Was ihr in dieser Zeit nie unterkam, war ein Konflikt mit dem Haus. „Eigentlich habe ich darauf gewartet“, sagt Wiggeshoff. Immerhin haben in den vergangenen Jahren viele ehemalige Heimkinder ihre Geschichte aufgearbeitet. Viele Einrichtungen mussten sich ihrer Vergangenheit stellen. So einen Prozess habe es im Marie-Haverkamp-Haus bisher nicht gegeben, weil sich die Frage danach bisher nicht gestellt habe, sagt Wiggeshoff.

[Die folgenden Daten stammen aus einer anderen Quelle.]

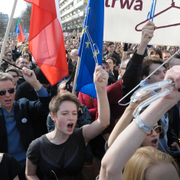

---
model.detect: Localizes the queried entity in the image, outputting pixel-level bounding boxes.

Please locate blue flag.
[76,0,104,98]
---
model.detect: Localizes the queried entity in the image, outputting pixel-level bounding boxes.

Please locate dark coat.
[15,82,53,138]
[0,97,50,153]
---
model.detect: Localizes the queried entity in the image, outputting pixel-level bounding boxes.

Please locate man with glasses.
[4,51,13,62]
[0,68,50,180]
[16,57,29,85]
[5,67,19,89]
[1,51,13,70]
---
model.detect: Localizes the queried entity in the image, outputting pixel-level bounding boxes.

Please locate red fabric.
[25,0,68,85]
[18,24,24,42]
[78,92,97,122]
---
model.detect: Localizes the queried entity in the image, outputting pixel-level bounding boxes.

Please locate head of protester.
[26,65,109,180]
[6,67,19,88]
[99,66,180,180]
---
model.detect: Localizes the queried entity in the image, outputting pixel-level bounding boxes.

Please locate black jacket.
[0,97,50,153]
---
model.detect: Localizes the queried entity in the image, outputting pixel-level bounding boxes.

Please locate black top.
[27,129,85,180]
[0,154,22,180]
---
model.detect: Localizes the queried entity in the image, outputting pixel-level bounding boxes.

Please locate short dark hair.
[107,42,114,47]
[49,92,81,115]
[4,51,12,56]
[148,48,162,59]
[6,66,19,76]
[102,60,109,65]
[141,57,167,79]
[105,56,117,64]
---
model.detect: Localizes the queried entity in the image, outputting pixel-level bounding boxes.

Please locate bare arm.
[83,66,110,143]
[100,66,180,180]
[13,176,19,180]
[21,67,42,91]
[108,94,150,147]
[25,158,39,180]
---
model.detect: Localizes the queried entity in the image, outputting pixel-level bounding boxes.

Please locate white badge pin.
[21,118,27,123]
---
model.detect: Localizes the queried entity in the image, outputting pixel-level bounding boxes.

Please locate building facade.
[0,12,9,28]
[59,0,88,32]
[0,12,9,37]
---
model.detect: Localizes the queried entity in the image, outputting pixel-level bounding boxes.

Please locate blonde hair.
[123,146,180,180]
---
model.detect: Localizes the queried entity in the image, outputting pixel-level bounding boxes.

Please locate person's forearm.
[30,80,42,91]
[102,98,173,177]
[26,175,40,180]
[137,43,147,55]
[108,106,133,147]
[97,88,110,128]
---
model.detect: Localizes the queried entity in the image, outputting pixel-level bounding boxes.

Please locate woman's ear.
[50,113,55,123]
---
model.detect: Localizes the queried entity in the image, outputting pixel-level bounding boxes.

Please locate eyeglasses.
[60,86,73,90]
[23,55,29,58]
[0,88,15,96]
[148,125,163,136]
[12,75,19,78]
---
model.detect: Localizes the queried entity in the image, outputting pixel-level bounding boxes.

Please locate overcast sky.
[0,0,27,18]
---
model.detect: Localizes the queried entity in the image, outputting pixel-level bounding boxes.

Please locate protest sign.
[104,0,180,46]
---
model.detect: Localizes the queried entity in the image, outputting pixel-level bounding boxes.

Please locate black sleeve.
[167,108,179,147]
[122,52,144,102]
[15,84,26,101]
[26,139,41,165]
[3,154,22,179]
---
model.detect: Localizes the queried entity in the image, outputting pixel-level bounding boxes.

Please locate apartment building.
[59,0,88,32]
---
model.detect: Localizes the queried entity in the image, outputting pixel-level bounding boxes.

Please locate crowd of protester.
[0,22,180,180]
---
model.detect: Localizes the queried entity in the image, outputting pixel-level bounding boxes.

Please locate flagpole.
[72,57,81,94]
[0,0,18,64]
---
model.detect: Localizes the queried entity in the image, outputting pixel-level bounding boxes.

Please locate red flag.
[15,19,24,42]
[25,0,68,85]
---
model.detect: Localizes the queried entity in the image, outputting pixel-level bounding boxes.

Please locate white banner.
[104,0,180,46]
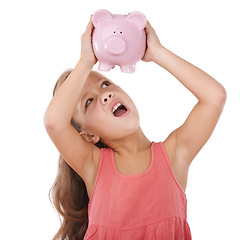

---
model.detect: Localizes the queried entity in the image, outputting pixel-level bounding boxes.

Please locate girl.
[44,15,226,240]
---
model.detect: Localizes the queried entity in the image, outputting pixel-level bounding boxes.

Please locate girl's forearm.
[154,47,226,103]
[44,60,92,128]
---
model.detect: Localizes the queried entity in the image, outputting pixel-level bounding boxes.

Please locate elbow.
[43,112,55,133]
[218,85,227,107]
[213,85,227,110]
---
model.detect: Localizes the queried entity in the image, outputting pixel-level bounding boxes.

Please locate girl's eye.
[102,81,111,88]
[85,98,93,109]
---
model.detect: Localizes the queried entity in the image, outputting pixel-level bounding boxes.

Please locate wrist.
[153,45,168,66]
[77,58,94,71]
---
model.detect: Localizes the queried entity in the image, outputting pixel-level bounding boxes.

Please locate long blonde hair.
[49,70,106,240]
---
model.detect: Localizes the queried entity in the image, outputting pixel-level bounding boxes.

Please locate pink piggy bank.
[92,10,147,73]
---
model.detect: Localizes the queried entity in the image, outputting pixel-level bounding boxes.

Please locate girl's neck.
[109,127,152,156]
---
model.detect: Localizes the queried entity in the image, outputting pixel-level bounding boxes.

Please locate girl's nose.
[101,92,113,105]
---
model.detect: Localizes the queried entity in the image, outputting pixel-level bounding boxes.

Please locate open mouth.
[113,103,128,117]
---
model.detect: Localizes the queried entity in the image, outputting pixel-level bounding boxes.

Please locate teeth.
[113,103,122,113]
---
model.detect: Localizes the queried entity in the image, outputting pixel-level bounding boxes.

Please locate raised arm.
[143,23,226,189]
[44,18,99,178]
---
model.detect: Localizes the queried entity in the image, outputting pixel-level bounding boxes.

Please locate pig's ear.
[127,12,147,30]
[92,10,112,27]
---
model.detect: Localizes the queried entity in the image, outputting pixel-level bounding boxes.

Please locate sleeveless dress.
[84,142,192,240]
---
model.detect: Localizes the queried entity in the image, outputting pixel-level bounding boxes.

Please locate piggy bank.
[92,10,147,73]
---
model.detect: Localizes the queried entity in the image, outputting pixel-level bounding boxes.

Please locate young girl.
[44,15,226,240]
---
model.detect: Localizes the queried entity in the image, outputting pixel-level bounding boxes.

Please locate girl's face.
[74,72,139,144]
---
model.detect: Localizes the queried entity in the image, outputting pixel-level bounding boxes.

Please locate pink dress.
[84,142,191,240]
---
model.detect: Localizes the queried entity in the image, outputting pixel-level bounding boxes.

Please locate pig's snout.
[105,37,126,55]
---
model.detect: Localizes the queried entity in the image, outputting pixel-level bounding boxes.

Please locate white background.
[0,0,240,240]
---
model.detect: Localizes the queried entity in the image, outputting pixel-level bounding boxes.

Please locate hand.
[142,21,163,62]
[80,16,97,68]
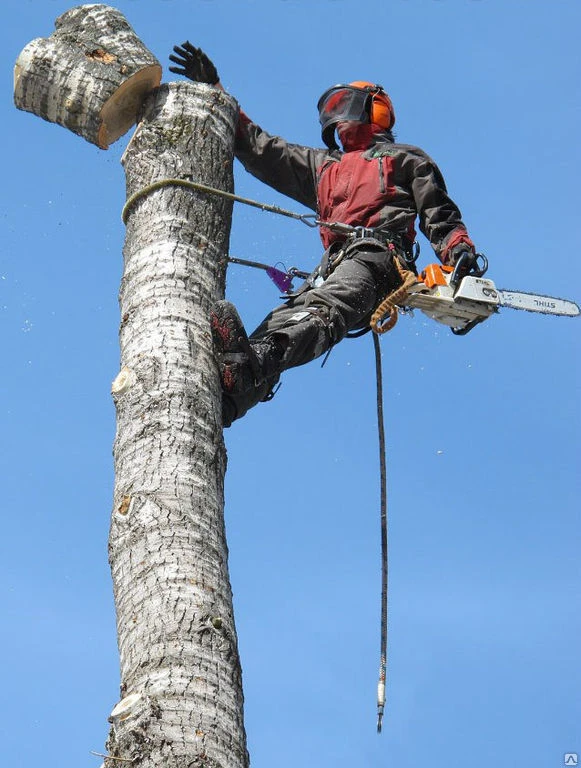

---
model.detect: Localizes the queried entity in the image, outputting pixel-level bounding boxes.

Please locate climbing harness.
[228,256,309,293]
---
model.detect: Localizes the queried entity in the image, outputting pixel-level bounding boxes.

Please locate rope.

Stadtarchivar: „Das halte ich natürlich für möglich“
Was nicht heißen soll, dass sie Ursula Kranz’ Verdacht für Unsinn hält. „Dass jemand versucht, eine ungewollte Schwangerschaft zu vertuschen, das halte ich natürlich für möglich“, sagt auch der Soester Stadtarchivar, Dr. Norbert Wex. Doch eine Idee, wie die mutmaßlich verlorene Tochter bei ihrer Suche noch ansetzen kann, die hat auch der Experte nicht. „Sollte es so gewesen sein und sollte jemand großen Aufwand betrieben, vielleicht sogar Geld bezahlt haben, um dem Mädchen eine neue Identität zu verschaffen, dann wird er das kaum in irgendwelchen Akten vermerkt haben.“
All das weiß auch Ursula Kranz. Ihr ist auch klar, dass sie jetzt, mehr als 66 Jahre nach ihrer Geburt, am Ende ihrer Suche wahrscheinlich nur noch feststellen würde, dass die Menschen, die sie sucht, tot sind. Aufgeben will, kann, sie trotzdem nicht.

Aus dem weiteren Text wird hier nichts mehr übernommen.